Primeiro: a proposta fala em interpretação de lei penal ou processual penal.
Isto mexe comigo. O cidadão não pode escusar-se de cumprir a lei, alegando que não a conhece (Lei de Introdução às normas do Direito Brasileiro, art. 3º). Um das formas de não conhecer a lei é ser incapaz de interpretá-la. Então, para que se possa impedir o cidadão comum de alegar desconhecimento, é indispensável que a lei seja absolutamente clara e coerente, para que possa interpretá-la com certeza. Conheço um caso concreto, em que um acusado da prática de atentado violento ao pudor, com violência presumida, foi absolvido, aplicando-se uma interpretação de dispositivos cabíveis, a qual me pareceu muito coerente. Posteriormente, a legislação foi modificada, ficando claro que aquela argumentação não teria mais cabimento, no mesmo caso. Verifico que a primeira legislação continha falha que permitia argumentar com boa dose de admissibilidade.
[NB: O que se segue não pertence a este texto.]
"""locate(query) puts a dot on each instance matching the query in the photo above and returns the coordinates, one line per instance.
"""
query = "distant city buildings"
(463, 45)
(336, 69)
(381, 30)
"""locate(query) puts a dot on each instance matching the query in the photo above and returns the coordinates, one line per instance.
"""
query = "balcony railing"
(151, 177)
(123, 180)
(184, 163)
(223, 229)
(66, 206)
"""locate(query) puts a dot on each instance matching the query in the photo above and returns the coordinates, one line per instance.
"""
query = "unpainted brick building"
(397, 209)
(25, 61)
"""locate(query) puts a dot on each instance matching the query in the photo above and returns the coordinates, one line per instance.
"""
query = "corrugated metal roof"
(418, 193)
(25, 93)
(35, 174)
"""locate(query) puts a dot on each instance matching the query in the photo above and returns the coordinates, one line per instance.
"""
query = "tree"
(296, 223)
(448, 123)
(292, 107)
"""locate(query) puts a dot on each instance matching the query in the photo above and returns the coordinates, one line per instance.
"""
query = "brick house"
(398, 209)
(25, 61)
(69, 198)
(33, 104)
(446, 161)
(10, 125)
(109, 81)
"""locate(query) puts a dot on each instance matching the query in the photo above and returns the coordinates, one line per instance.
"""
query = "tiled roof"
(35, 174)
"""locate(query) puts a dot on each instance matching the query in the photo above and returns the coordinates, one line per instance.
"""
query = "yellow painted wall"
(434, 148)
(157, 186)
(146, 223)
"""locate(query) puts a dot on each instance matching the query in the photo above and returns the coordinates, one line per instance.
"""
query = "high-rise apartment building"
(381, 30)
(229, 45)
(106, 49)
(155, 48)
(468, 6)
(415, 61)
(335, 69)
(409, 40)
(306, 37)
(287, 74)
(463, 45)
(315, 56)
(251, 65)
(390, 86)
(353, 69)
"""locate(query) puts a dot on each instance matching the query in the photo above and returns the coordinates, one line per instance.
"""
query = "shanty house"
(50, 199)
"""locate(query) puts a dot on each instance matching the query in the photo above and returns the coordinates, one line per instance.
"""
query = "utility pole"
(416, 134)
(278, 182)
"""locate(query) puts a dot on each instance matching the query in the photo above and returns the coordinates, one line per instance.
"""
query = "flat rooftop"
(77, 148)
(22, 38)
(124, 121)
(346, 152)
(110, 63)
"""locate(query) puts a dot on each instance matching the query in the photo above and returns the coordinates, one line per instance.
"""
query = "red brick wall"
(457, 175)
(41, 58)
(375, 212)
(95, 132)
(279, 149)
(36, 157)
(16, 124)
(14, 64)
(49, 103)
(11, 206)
Por isto, acho que não pode haver divergência, entre juízes, na interpretação de lei penal ou processual penal - e até da lei civil. Se os juízes não conseguem formar o mesmo conceito, sobre determinada norma, não se pode exigir que cidadãos não versados em Direito o consigam. Neste caso, penso que a lei será imperfeita.
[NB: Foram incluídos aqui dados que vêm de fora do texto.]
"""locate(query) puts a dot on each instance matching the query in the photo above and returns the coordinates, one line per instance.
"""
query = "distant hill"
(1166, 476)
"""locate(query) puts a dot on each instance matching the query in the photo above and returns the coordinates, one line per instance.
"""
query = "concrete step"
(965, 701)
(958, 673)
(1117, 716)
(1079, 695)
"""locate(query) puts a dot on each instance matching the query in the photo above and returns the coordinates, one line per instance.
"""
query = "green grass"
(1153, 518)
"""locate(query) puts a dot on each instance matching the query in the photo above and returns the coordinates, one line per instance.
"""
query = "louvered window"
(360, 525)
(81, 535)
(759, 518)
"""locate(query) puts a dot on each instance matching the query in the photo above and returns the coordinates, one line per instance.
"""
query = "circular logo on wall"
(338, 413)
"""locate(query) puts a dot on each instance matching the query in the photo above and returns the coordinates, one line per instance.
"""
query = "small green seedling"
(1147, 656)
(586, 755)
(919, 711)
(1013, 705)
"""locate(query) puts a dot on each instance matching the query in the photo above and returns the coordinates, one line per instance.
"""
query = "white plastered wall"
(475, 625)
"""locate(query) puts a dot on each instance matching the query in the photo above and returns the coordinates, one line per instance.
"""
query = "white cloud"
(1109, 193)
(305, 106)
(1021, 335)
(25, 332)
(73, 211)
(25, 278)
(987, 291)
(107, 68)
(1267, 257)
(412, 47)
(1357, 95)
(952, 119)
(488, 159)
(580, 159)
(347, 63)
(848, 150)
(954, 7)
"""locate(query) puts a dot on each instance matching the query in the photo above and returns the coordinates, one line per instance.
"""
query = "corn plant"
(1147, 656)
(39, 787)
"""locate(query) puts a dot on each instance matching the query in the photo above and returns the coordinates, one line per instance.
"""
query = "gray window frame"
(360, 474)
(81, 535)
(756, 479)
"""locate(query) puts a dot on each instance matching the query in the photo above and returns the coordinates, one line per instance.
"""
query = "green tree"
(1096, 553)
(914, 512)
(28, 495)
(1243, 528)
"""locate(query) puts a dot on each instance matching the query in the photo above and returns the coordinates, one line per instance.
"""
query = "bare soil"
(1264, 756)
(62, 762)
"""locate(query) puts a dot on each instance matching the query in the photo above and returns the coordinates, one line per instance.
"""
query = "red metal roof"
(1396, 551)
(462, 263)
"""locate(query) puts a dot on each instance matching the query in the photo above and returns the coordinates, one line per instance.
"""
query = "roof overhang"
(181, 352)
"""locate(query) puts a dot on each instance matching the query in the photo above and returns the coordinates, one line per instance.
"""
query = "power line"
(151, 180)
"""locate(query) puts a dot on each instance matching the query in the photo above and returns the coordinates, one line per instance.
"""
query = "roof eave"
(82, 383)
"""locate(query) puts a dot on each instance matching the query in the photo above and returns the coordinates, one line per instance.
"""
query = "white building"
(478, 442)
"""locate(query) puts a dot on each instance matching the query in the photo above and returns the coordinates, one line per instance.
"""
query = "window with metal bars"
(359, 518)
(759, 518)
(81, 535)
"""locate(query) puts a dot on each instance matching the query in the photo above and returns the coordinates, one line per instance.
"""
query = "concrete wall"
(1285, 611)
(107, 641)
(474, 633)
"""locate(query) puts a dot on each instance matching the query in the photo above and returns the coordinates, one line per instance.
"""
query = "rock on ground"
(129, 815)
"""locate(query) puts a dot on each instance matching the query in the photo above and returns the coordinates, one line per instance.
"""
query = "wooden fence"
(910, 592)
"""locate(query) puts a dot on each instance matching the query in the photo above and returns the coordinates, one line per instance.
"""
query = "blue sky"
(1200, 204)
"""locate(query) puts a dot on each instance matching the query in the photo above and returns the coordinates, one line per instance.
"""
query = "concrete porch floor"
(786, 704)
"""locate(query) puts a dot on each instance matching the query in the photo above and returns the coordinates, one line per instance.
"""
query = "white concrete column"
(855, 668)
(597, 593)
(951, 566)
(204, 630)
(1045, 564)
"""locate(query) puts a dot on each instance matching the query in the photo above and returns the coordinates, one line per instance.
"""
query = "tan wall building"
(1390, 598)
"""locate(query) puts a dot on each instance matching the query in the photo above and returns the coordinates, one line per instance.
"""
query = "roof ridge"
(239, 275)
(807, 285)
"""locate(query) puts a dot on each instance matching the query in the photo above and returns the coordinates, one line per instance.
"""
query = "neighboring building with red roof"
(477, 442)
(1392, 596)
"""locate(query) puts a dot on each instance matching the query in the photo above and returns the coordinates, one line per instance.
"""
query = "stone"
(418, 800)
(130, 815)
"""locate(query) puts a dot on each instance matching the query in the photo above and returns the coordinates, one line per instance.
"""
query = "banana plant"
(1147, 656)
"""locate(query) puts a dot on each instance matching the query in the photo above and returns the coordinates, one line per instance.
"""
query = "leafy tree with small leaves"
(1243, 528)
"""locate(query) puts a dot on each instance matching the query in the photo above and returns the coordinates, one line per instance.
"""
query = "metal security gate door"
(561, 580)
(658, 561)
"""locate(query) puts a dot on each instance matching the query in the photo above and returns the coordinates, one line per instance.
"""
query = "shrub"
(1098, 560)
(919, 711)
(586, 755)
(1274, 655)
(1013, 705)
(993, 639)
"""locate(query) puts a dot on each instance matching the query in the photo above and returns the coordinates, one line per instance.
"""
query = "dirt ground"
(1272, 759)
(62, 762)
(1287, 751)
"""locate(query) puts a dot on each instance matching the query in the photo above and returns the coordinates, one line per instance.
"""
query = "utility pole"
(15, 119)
No entanto, acho perfeitamente possível que juízes discordem quanto à avaliação de fatos e de provas, eis que, podendo ser vistos por óticas diferentes, cabe admitir divergências.
Assisti a parte da sessão do STF em que foi recebida a denúncia contra Renan Calheiros. Ouvi do Ministro Tófoli que não poderia haver relação de causalidade entre a existência de uma nota fiscal de prestação de serviço e a inexistência de lançamento do valor correspondente no extrato bancário. Argumentava que o pagamento poderia ter sido feito em dinheiro.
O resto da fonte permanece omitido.